Master of Medicine (MMed)

First Supervisor/Advisor

Prof Sudhir Vinayak

Second Supervisor/Advisor

Dr Ravjit Sagoo


Imaging and Diagnostic Radiology (East Africa)


Background and justification: Thyroid nodules are very common in the general population with autopsy data showing a prevalence of up to 65%. Of these, however, less than 10% of the nodules are cancerous hence an effective and accurate method of differentiating benign from malignant nodules is vital for adequate management of patients with thyroid nodules and therefore reducing unnecessary FNAC (fine needle aspiration cytology).

Objective: The aim of this study was to evaluate the diagnostic performance of combining elastography with conventional ultrasound in the differentiating the characteristics of thyroid nodules, using FNAC as a standard gold reference.

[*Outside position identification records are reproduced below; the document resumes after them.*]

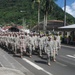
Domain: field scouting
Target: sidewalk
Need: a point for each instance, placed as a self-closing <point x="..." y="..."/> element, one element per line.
<point x="6" y="61"/>
<point x="7" y="71"/>
<point x="69" y="46"/>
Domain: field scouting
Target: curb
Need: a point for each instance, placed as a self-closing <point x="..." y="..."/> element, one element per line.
<point x="9" y="71"/>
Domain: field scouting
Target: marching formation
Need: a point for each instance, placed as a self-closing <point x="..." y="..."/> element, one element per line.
<point x="23" y="43"/>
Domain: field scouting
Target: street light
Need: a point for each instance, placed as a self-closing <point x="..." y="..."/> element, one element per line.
<point x="64" y="12"/>
<point x="23" y="20"/>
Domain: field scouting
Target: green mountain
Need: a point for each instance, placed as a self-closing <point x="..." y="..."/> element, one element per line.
<point x="15" y="10"/>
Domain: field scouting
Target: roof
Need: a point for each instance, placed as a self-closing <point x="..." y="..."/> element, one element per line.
<point x="51" y="24"/>
<point x="68" y="27"/>
<point x="8" y="27"/>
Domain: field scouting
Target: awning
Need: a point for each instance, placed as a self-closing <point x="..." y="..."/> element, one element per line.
<point x="68" y="27"/>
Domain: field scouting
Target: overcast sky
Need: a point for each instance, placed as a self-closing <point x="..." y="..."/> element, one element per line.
<point x="70" y="6"/>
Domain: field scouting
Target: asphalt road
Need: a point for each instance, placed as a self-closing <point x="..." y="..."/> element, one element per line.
<point x="64" y="65"/>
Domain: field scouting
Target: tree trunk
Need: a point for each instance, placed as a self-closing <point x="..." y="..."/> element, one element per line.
<point x="38" y="15"/>
<point x="45" y="22"/>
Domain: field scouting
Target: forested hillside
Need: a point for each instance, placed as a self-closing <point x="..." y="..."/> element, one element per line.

Methods: This was a prospective cross-sectional study carried out in the Aga Khan University Hospital, Nairobi included all adult patients with thyroid lesions that required ultrasound guided FNAC. Prior to the FNAC, the patients had a sonoelastogram and were graded according to the Rago criteria by a consultant radiologist with experience in elastography. These results were correlated with the FNAC results. Data were entered into the SPSS software v25.0. The outcome variable generated was dichotomous (benign or suspicious). Observational remarks on frequency of suspicious nodules were made. The sensitivity and specificity, positive predictive value (PPV), negative predictive value (NPV) and accuracy were calculated for conventional sonography and ultrasound with elastography methods. The McNemar test was applied to compare the two methods. All estimates were presented with appropriate 95% CIs. A P < 0.05 was considered statistically significant.

Results: Of the 66 nodules, 12 were suspicious and 54 were benign. Sensitivity, specificity, positive predictive value (PPV), negative predictive value (NPV) and accuracy of grey scale ultrasound (GSU) for the 49 nodules were 50%, 66%, 24%, 87% and 53% respectively. Although the sensitivity of the combination of grey scale ultrasound and elastography was higher than grey scale ultrasound alone, this was not significantly different furthermore the specificity, PPV and accuracy of grey scale ultrasound was higher than the combination with the specificity being significantly higher.

Conclusion: Elastography alone, as well as the combination of elastography and grey scale ultrasound, showed inferior performance in the differentiation of suspicious and benign thyroid nodules compared with grey scale ultrasound features; elastography was not a useful tool in recommending fine-needle aspiration cytology.